Queen of Hearts, Servant of Spades
by Anatoly Belilovsky
"I love your hands," she says.
Her date lifts their hand from where it covers hers on the tablecloth between them, stares at it briefly. "Funny you should say that. No one ever noticed my hands before." They lower their hand, squeeze hers briefly. "I am a pilot; I guess I need good hands."
They hold hands on the walk back to her apartment. She imagines her date wrestling a hundred tons of metal across the sky. She feels the strength of her date's hand. She feels like they can walk forever like this, holding hands.
It's less than a mile's walk. "Good night," she says. "I had a wonderful time," she adds, truthfully and with finality.
Her date's expression does not change, but their posture stiffens. "Good night," they say, break hand contact, turn, and walk away.
"I love your hands," she says.
Her date pauses both their speech and their gesticulation, stares at their hand briefly. "I get that a lot," they say. "I volunteer at the shelter, handle dogs and cats all day. My hands are made for holding and petting." The look in their eyes is half self-congratulatory smirk, half leer.
As they walk, her hand feels their possessive, demanding grip, the stiffness at their elbow that demands they walk in step. At her door, she frees her hand from theirs with an effort.
"Good night," she says, and adds a lie: "I had a wonderful time." She opens her door, slips through, and shuts it in their face. The door is thick enough that her date's last words to her are garbled, but the tone is clear enough.
"I love your hands," she says.
"Just my hands?" her date asks.
"That's all I see right now," she says, "other than your face." She pauses, and lies: "I like your face, too." In truth, she does not see their face, except to note it's a face, and its expression which right now is a faraway look, a thousand-yard stare, she can read expressions but faces as such are all the same to her.
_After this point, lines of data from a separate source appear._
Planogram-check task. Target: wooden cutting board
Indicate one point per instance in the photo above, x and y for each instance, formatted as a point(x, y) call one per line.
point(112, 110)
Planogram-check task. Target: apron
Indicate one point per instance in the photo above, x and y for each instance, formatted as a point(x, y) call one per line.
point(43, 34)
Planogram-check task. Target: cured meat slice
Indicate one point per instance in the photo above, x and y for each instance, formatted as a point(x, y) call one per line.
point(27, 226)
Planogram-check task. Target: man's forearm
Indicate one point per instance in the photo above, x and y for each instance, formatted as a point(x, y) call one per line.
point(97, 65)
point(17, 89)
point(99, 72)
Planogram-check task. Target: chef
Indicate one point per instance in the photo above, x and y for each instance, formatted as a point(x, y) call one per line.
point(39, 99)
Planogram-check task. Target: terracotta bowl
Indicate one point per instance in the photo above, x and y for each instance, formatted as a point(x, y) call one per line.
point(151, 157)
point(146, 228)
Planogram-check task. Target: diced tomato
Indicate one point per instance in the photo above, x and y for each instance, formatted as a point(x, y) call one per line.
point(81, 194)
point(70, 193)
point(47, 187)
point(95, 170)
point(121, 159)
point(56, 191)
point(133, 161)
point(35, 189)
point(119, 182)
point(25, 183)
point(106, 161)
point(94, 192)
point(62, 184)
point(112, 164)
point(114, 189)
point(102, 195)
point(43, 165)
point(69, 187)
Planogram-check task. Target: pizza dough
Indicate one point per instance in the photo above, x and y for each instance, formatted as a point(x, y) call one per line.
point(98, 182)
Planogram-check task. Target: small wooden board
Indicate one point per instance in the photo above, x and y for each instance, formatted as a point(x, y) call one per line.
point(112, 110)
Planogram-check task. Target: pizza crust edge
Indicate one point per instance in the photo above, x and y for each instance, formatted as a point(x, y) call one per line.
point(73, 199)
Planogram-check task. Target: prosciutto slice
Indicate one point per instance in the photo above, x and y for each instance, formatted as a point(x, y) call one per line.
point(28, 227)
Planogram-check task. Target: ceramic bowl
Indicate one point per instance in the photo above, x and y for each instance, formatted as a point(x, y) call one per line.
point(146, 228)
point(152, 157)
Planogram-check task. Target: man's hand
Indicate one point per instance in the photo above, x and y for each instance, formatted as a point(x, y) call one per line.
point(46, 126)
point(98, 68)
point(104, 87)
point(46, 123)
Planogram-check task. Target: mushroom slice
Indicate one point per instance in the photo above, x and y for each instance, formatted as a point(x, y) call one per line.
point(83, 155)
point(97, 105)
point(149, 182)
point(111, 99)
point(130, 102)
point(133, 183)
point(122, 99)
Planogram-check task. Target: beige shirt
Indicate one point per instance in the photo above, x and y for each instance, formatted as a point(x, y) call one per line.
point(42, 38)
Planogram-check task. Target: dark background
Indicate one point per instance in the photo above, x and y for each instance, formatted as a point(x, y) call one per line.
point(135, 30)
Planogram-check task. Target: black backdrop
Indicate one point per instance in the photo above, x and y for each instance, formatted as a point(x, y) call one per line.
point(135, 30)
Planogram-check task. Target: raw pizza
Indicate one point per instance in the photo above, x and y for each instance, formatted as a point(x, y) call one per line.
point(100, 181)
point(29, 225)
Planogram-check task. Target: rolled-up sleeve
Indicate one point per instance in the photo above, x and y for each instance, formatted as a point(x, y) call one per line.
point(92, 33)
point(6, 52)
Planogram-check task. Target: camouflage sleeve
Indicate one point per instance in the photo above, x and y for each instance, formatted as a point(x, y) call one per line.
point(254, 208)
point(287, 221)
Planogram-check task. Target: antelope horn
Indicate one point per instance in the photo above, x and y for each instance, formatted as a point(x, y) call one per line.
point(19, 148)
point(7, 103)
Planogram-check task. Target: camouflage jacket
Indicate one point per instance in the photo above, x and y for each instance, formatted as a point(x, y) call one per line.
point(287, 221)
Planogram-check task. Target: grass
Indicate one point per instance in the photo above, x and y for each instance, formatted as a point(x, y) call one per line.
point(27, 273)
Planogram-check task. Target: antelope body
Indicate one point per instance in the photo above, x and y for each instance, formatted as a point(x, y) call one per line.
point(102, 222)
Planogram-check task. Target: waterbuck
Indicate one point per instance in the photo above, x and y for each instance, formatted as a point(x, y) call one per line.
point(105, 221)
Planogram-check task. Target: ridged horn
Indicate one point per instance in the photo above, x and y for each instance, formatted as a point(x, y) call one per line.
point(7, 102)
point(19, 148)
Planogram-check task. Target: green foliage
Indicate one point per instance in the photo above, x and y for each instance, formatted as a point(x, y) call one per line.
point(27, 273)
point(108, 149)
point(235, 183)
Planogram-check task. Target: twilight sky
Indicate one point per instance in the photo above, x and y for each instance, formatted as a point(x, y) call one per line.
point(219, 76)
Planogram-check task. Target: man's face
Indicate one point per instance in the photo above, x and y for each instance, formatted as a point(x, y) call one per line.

"I like your honesty," they say, with just enough irony to make her smile.
They never get around to telling her what they do with their hands, nor reach over to hold hands on the way to her apartment. Halfway there, she touches their hand herself, for the first time in as long as she can remember.
They do not recoil, much.
She holds the door open for them, leads them up the stairs, directly to her bedroom. They wait, standing still, same thousand-yard stare, infinite patience, as she undresses, approaches, leans into an embrace.